Of the 482 households in 2000, 33.2% had children under the age of 18 living with them, 60.0% were married couples living together, 9.3% had a female householder with no husband present, and 25.5% were non-families. 19.5% of households were one person and 9.5% were one person aged 65 or older. The average household size was 2.69 and the average family size was 3.09.

The age distribution in 2000 was 26.0% under the age of 18, 6.3% from 18 to 24, 29.4% from 25 to 44, 23.4% from 45 to 64, and 14.9% 65 or older. The median age was 38 years. For every 100 females, there were 92.9 males. For every 100 females age 18 and over, there were 95.5 males.

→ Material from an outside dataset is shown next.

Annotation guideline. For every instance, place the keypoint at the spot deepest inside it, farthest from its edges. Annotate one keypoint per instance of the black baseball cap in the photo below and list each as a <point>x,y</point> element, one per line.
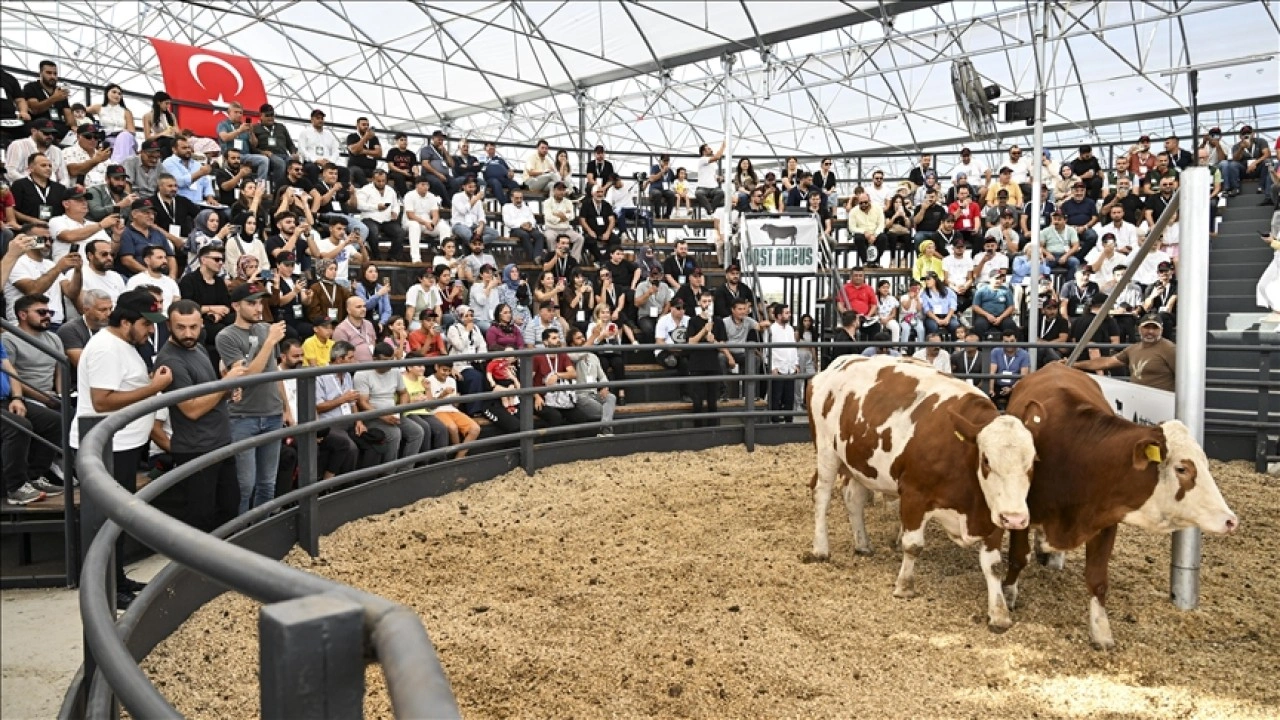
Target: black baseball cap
<point>140,304</point>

In 2000, the median household income was $31,625 and the median family income was $33,393. Males had a median income of $26,602 versus $20,313 for females. The per capita income for the town was $15,832. About 6.8% of families and 8.0% of the population were below the poverty line, including 9.6% of those under age 18 and 4.9% of those age 65 or over.